While meeting with students in Shanghai during his first visit to the Asian nation Obama declared, “we believe that the freedoms of expression, religion and access to information are universal rights,” adding that these “must be accessible to all, including ethnic and religious minorities, whether in the United States, in China or anywhere else.”
Alejandro Aguirre, who was elected IAPA president at the organization’s General Assembly in Buenos Aires, Argentina, earlier this month, said Obama’s message was especially strong since it was made from a country “known for practicing censorship and oppressing the individual and public freedoms of its citizens.”
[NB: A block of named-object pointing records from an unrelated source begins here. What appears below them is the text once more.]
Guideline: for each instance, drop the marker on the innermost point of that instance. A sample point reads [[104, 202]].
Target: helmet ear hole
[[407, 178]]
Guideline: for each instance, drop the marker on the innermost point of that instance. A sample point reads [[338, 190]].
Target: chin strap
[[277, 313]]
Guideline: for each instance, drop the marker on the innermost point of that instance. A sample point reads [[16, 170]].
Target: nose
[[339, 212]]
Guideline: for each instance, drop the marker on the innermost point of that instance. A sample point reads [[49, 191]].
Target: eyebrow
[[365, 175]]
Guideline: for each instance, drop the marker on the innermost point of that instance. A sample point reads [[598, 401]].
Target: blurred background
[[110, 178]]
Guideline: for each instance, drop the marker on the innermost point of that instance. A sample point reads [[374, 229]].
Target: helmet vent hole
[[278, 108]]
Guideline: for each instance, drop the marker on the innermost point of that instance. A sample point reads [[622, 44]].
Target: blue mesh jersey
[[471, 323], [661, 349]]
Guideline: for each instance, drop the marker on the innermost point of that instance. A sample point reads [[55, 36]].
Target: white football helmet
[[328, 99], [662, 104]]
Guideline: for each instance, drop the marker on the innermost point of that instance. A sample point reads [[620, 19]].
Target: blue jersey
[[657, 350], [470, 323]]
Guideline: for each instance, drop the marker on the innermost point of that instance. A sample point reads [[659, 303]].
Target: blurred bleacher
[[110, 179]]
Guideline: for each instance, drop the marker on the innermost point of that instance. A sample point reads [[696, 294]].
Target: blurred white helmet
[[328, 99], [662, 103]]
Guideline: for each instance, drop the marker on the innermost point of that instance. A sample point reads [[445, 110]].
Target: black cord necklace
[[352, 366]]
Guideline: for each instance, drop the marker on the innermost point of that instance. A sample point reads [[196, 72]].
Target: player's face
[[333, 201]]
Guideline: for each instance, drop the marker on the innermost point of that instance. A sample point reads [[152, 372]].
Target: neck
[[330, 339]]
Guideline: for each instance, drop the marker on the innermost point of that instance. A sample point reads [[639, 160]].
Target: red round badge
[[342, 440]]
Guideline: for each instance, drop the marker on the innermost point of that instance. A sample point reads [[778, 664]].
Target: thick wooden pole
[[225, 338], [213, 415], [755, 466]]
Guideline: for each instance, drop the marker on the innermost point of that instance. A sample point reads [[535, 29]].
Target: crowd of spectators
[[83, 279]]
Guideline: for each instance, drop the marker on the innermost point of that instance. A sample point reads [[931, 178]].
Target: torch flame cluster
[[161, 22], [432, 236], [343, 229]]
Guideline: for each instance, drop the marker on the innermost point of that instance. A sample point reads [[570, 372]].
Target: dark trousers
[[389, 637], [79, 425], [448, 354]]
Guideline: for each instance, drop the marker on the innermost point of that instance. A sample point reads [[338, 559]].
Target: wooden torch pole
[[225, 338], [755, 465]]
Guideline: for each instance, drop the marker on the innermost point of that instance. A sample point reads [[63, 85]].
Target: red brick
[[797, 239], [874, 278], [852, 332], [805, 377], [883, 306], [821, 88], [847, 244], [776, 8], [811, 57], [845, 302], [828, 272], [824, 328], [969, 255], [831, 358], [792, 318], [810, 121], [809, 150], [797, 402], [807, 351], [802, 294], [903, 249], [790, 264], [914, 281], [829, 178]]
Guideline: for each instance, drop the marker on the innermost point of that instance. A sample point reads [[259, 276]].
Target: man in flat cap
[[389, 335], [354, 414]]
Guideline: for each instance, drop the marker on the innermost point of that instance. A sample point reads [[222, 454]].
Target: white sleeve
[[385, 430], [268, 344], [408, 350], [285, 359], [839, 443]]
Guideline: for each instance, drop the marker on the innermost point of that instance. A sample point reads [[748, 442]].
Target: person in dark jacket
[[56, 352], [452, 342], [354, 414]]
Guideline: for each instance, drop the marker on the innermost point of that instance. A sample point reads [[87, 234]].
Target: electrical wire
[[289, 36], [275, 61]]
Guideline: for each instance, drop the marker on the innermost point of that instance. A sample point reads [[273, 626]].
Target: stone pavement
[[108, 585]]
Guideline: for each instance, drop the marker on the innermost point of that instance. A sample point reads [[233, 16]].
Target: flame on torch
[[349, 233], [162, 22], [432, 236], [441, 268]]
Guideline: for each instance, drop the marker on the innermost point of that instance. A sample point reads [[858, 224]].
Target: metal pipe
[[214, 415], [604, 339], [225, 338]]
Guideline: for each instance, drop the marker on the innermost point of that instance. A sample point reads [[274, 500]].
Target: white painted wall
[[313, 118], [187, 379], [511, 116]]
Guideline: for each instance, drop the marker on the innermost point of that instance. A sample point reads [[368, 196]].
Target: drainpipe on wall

Aguirre, managing editor of the Miami, Florida, Spanish-language newspaper Diario Las Américas, added that the U.S. President’s call “applies to numerous countries, including many in the Americas, where governments do not respect the free speech and press freedom that are essential to strengthening democracy.”
Chairman of the IAPA’s Committee on Fredom of the Press and Information, Robert Rivard, welcomed Obama’s words favoring an Internet without censorship when he stated “I have always been strongly in favor of the Internet … and a passionate advocate of there being no censorship.”
Rivard, editor of the San Antonio Express-News, Texas, recalled that the latest reports on the state of press freedom presented at the Buenos Aires meeting show Cuba as being the only country in the Western Hemisphere where there is official censorship and control of access to the Internet, along with fear tactics, attacks and threats directed at bloggers and other Internet users.